Die Rückkehr der Bedrohung durch Mittelstreckenraketen in Europa
In Europa zeichnet sich seit einigen Monaten eine bedeutende strategische Neuausrichtung ab, die aufgrund des Krieges in der Ukraine stattfindet. Während der Konflikt das Gesicht der Landkriegsführung bereits seit 2022 verändert hat, entfacht er nun eine Konfrontation in einem Bereich der Rüstung, den der Westen seit dem Ende des Kalten Krieges völlig vernachlässigt hatte: Mittelstreckenraketen, d.h.

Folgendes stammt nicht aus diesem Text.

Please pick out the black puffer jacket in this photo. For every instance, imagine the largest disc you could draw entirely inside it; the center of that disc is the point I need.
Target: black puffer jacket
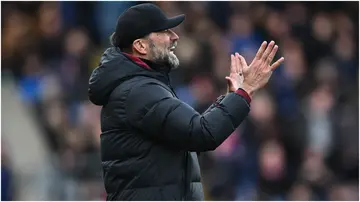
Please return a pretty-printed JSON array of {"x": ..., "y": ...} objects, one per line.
[{"x": 149, "y": 137}]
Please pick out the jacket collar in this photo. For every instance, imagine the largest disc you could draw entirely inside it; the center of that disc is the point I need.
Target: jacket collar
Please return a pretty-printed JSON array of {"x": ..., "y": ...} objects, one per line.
[{"x": 162, "y": 72}]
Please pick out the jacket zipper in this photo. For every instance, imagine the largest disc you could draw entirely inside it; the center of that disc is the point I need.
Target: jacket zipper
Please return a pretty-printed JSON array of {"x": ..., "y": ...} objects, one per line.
[{"x": 185, "y": 177}]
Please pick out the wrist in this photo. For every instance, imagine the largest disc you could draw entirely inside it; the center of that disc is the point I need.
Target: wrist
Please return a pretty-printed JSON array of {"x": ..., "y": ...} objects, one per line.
[{"x": 244, "y": 94}]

Raketen mit einer Reichweite von 500 bis 5.500 km. Diese Raketen bringen Europa – und nicht nur die Ukraine – direkt in Reichweite eines russischen Angriffs.
Die Bedrohung wird vom Westen sehr ernst genommen. Am Mittwoch, den 8. Januar, machte der französische Verteidigungsminister Sébastien Lecornu in seiner Neujahrsansprache erstmals deutliche Anspielungen auf diese Herausforderungen. „Bestimmte Länder überschreiten neue Proliferationsgrenzen […] und stellen das Risiko dar, die großen strategischen Gleichgewichte in Frage zu stellen, die auf internationalen Verträgen aufgebaut sind“, erklärte er.

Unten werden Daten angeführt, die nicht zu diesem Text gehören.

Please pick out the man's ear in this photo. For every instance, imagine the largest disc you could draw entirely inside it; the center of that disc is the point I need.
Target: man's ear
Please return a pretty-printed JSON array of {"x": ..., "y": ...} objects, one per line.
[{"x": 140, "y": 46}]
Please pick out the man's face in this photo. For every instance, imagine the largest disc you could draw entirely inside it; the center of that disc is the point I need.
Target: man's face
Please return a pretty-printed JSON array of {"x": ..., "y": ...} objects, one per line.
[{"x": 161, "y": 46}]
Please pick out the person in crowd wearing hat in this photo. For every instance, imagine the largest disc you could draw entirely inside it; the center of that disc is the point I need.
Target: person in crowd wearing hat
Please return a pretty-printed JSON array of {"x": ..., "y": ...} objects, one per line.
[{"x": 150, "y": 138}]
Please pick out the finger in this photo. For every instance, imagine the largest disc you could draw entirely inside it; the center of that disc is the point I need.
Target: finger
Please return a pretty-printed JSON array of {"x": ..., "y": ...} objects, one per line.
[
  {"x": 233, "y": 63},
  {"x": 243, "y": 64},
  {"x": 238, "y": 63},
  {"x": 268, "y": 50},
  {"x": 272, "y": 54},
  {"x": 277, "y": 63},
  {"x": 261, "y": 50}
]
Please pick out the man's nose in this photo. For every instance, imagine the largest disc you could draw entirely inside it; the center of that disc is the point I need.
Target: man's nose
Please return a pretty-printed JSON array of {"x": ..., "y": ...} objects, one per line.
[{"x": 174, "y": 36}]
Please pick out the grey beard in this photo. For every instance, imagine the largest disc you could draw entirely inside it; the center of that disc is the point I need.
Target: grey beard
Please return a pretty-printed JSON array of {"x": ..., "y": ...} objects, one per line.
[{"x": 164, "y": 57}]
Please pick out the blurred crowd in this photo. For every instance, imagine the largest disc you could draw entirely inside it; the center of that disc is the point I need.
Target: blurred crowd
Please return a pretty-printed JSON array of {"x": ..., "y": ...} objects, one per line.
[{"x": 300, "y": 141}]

Die neue Verwundbarkeit des Westens wurde deutlich, als Moskau am 21. November 2024 überraschend eine Mittelstreckenrakete auf die ukrainische Stadt Dnipro abfeuerte. Es war eine Premiere in einem Kriegsschauplatz. Bisher war diese Art von Rakete nur getestet worden. Die als „Orechnik“ bezeichnete IRBM-Rakete (oder Mittelstreckenballistische Rakete) überraschte den Westen, da diese Waffe offiziell nicht zum Arsenal Moskaus gehörte. Die Entwicklung von IRBMs war zudem bis 2019 verboten, als Moskau und Washington aus dem Vertrag über nukleare Mittelstreckensysteme (INF) ausstiegen, der seit dem Kalten Krieg darauf abzielte, dem Wettrüsten in Europa ein Ende zu setzen.